All of that is true, but there’s a more subtle reason why the warming plateau shouldn’t change our mind about climate change. We can’t just ask whether the plateau is consistent with models of global warming; we also have to ask if it’s consistent with a world without climate change. Unless it favors one view more than the other, the plateau doesn’t matter in terms of our belief in global warming.
To simply a bit, let’s say we have two hypotheses:
The “climate change’ hypothesis CO2 concentrations correlate with global temperature. Deviations from the trend are due to natural variability.
The “no climate change” hypothesis. The global temperature has been static since 1900. Deviations from the 1900 temperature norm are due to natural variability.
Here’s the point: both hypotheses have to rely on natural variability (or unexplained factors) to explain the plateau, so neither hypothesis gains ground against the other.
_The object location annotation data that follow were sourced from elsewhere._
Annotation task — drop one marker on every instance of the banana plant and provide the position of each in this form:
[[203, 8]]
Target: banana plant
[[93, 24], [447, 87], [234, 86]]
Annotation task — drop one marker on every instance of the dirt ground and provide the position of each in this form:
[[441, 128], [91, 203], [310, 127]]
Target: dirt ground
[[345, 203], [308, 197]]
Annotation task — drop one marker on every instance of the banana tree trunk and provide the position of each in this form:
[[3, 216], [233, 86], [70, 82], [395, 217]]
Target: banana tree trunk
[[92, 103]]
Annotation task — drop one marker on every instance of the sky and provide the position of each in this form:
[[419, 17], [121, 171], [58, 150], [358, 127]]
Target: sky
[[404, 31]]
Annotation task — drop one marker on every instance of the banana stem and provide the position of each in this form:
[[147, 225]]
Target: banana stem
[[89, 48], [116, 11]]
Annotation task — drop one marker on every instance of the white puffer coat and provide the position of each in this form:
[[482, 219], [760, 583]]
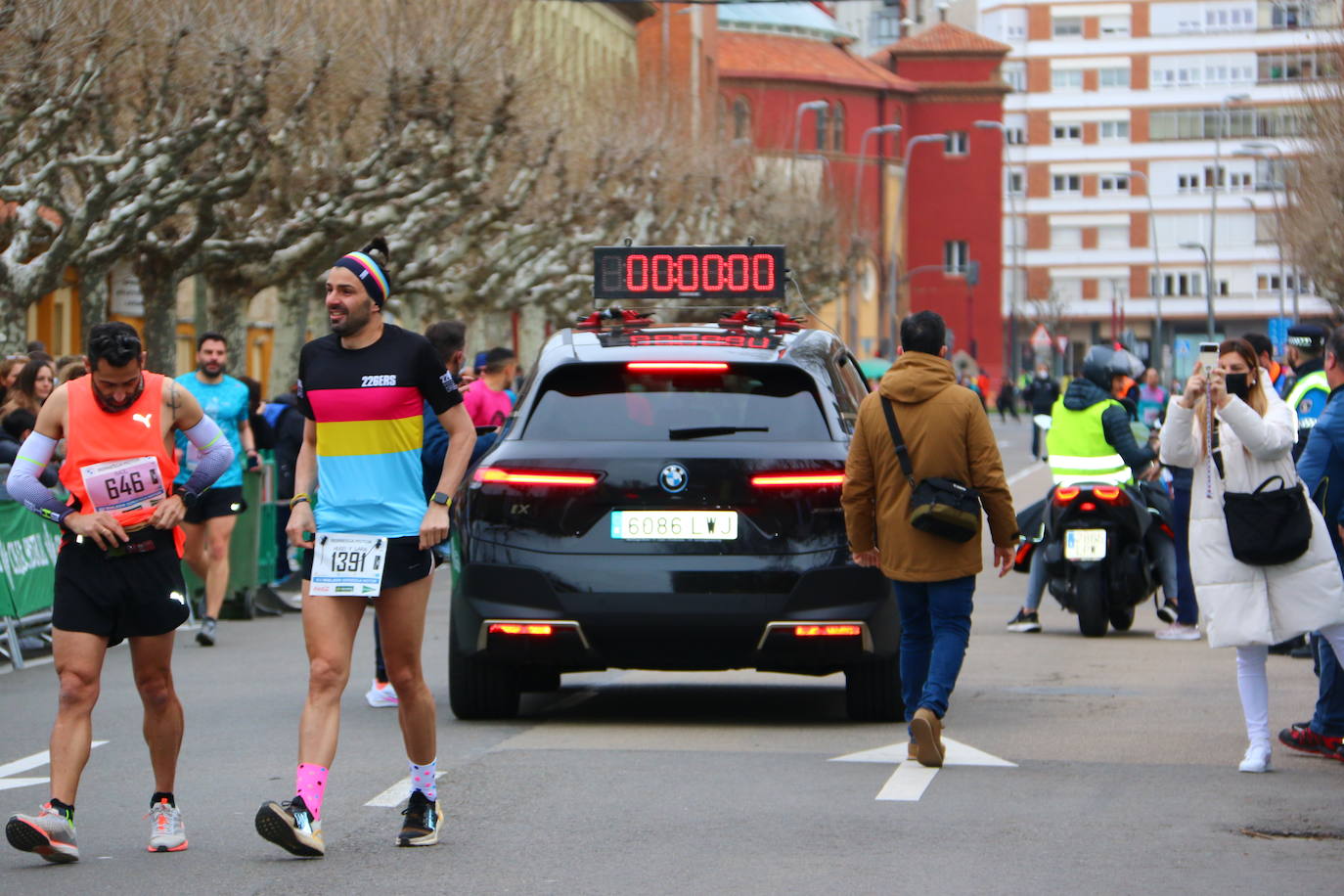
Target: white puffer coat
[[1245, 605]]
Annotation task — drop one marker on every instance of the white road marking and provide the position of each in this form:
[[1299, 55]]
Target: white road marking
[[24, 765], [910, 780], [392, 797], [1023, 473]]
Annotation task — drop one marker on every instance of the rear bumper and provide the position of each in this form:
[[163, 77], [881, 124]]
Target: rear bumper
[[676, 629]]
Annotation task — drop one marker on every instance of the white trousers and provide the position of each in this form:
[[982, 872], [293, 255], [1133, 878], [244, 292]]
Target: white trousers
[[1253, 684]]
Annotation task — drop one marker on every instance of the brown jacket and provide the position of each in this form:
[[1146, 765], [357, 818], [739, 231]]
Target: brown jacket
[[948, 434]]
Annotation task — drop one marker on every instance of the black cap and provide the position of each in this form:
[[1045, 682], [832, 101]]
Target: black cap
[[1307, 336]]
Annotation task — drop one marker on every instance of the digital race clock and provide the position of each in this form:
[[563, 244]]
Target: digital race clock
[[689, 272]]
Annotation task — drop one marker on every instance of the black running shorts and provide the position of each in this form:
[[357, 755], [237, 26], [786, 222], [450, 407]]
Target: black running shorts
[[119, 597], [226, 501], [405, 561]]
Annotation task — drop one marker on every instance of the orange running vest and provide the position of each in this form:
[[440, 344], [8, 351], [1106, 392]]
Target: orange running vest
[[97, 441]]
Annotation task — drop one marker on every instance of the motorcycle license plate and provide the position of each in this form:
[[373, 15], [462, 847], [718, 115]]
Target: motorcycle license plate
[[1085, 544]]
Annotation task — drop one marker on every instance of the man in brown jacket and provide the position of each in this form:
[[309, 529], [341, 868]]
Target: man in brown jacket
[[946, 434]]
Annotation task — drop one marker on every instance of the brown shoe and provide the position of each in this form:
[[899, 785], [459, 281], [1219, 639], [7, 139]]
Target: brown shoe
[[926, 738]]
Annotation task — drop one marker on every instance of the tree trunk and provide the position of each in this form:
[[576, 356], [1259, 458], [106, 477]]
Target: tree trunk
[[93, 302], [14, 324], [158, 285], [226, 312], [295, 305]]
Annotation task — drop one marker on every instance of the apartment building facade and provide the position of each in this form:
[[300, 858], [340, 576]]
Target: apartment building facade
[[1142, 139]]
The climate change hypothesis predicts that the world would probably have gotten a bit warmer during the fifteen year period. The “no climate change” hypothesis predicts that the world probably have gotten cooler, reverting toward the 1900 temperature norm. We haven’t observed either outcome. So our assessment of the relative likelihood of the two hypotheses shouldn’t be changed: the fifteen year plateau is completely uninformative about the choice between these hypotheses. Whatever you thought about reality of climate change anyway, the fifteen-year plateau shouldn’t make any difference at all to your conclusion.
This is a bit of an oversimplification. In particular, the plateau temperatures are further away from the 1900 norm (by about .6 º C) than from predicted warming (about .1º). This makes the “climate change” hypothesis more likely than the alternative since it doesn’t have to assume as much natural variability to explain the plateau. In any event, it seems hard to look at the graph and still think that climate isn’t changing or that it’s not related to CO2.
(Hat tip to the Reverend Thomas Bayes for suggesting this line of argument.)